Before the decade had ended, Barretto had become a major figure in Latin music and had cut over 50 albums as a leader, most in Latin styles. If you can find it, a particularly rewarding Barretto album is Tommorow, a two-LP Atlantic recording containing work by the great Cuban trumpeter Alejandro "El Negro" Vivar. Vivar also appears on the currently available Barretto disc Carnaval on Fantasy. Hopefully that label, which now owns the Riverside catalog, will be reissuing more of Barretto's work.

References to music as an international language may be clichés, but they're true. As far back as the Forties, Cuban bands used American musicians. Now, salsa has spread throughout the world. It's played by French, Equatorial African, and Japanese musicians. In all probability, it's become a permanent part of the international pop music vocabulary. And now we appear to have gone full circle. It's illegal for people in the U.S. to import recordings from Cuba, but the music of that nation has been getting here indirectly on foreign labels such as World Circuit and Messidor, and plenty is worth hearing. Producer Joe Boyd of Hannibal records, aware of the exciting music scene there and fed up with the trade embargo, took matters into his own hands in 1995. After meeting with Cuban trumpet star Jesus Alemany in London, Boyd asked him to recruit an all-star Cuban band in Havana, then went there and recorded it. The resulting CD, Cubanismo, received international acclaim, and Boyd returned to Havana to cut two more.

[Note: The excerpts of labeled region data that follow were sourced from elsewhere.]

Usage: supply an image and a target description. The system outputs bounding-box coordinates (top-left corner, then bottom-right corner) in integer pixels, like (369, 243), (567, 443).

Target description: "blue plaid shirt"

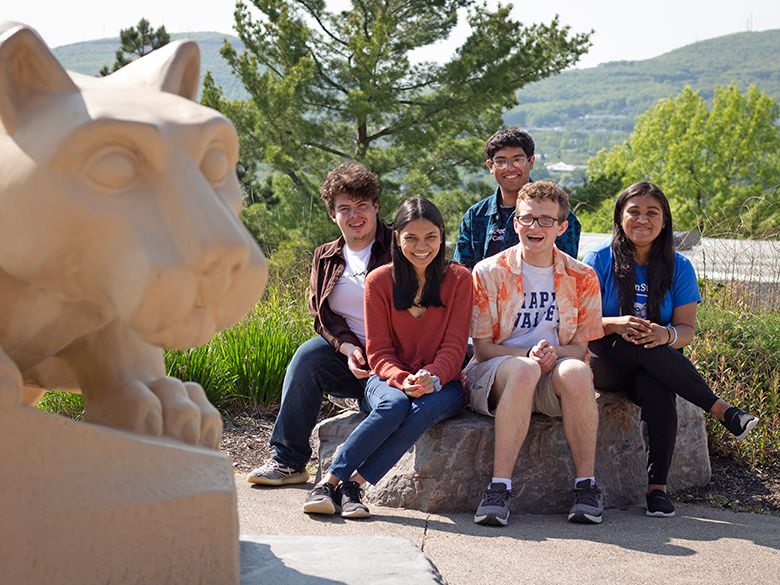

(453, 187), (582, 270)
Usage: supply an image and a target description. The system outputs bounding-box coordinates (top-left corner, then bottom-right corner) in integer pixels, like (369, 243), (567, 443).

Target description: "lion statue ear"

(0, 22), (78, 134)
(108, 41), (200, 101)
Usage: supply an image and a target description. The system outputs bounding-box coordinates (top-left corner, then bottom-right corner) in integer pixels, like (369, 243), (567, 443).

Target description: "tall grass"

(212, 287), (314, 410)
(690, 282), (780, 466)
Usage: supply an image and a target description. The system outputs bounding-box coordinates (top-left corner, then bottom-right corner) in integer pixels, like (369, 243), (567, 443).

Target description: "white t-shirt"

(502, 261), (561, 347)
(328, 246), (371, 347)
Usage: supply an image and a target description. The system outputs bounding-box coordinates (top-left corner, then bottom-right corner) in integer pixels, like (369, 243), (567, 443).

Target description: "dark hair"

(485, 128), (534, 160)
(612, 181), (674, 323)
(390, 197), (449, 311)
(320, 161), (379, 215)
(515, 181), (570, 221)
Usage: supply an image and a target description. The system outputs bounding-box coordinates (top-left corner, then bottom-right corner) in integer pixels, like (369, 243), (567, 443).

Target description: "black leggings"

(589, 335), (718, 485)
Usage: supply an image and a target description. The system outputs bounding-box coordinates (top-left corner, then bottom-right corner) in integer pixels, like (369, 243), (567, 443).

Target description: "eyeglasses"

(515, 215), (563, 227)
(493, 154), (528, 169)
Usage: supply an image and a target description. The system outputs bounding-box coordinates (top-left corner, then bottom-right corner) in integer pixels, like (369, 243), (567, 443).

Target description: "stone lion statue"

(0, 23), (267, 447)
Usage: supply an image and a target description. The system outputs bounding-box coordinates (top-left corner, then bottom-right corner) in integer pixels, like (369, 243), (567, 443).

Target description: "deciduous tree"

(204, 0), (590, 242)
(588, 84), (780, 231)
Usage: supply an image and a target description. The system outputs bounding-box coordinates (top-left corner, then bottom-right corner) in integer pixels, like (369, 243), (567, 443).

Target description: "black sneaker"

Possibly because of Boyd's success, Nonesuch, in partnership with World Circuit, recently issued three CDs cut in Havana, one produced by Ry Cooder. They feature singers and instrumentalists who were in their prime in the Forties and Fifties, no longer spring chickens but still capable of generating excitement. Cuban music is returning to the States; even Jesse Helms may not be able to stop it.

Helms and his colleagues haven't been able to isolate Cuba from the rest of the world. That has been demonstrated in the field of music, where Cuban artists have been picking up American influences. The Cuban band Irakere contained some fine jazzmen, including Paquito D'Rivera. Havana pianist Gonzalo Rubalcaba is a brilliant artist whose work with Charlie Haden and Joe Lovano indicates that he's mastered both straight-ahead and avant-garde styles. The hybrid jazz/Afro-Cuban recordings made by Rubalcaba are also impressive. He began in Havana and Barretto in New York, but they seem to have arrived at similar musical conclusions.

Ray Barretto appears Sunday, June 14, 5pm at the Austin Jazz & Arts Festival. He'll be here with his group New World Spirit, which just issued its fifth CD, Contact!, on Blue Note with trumpeter Michael Phillip Mossman, woodwind player Adam Kolker, pianist John DiMartino, and a rhythm section sparked by Latin percussionist Barretto. For the concert, John Bailey will replace Mossman.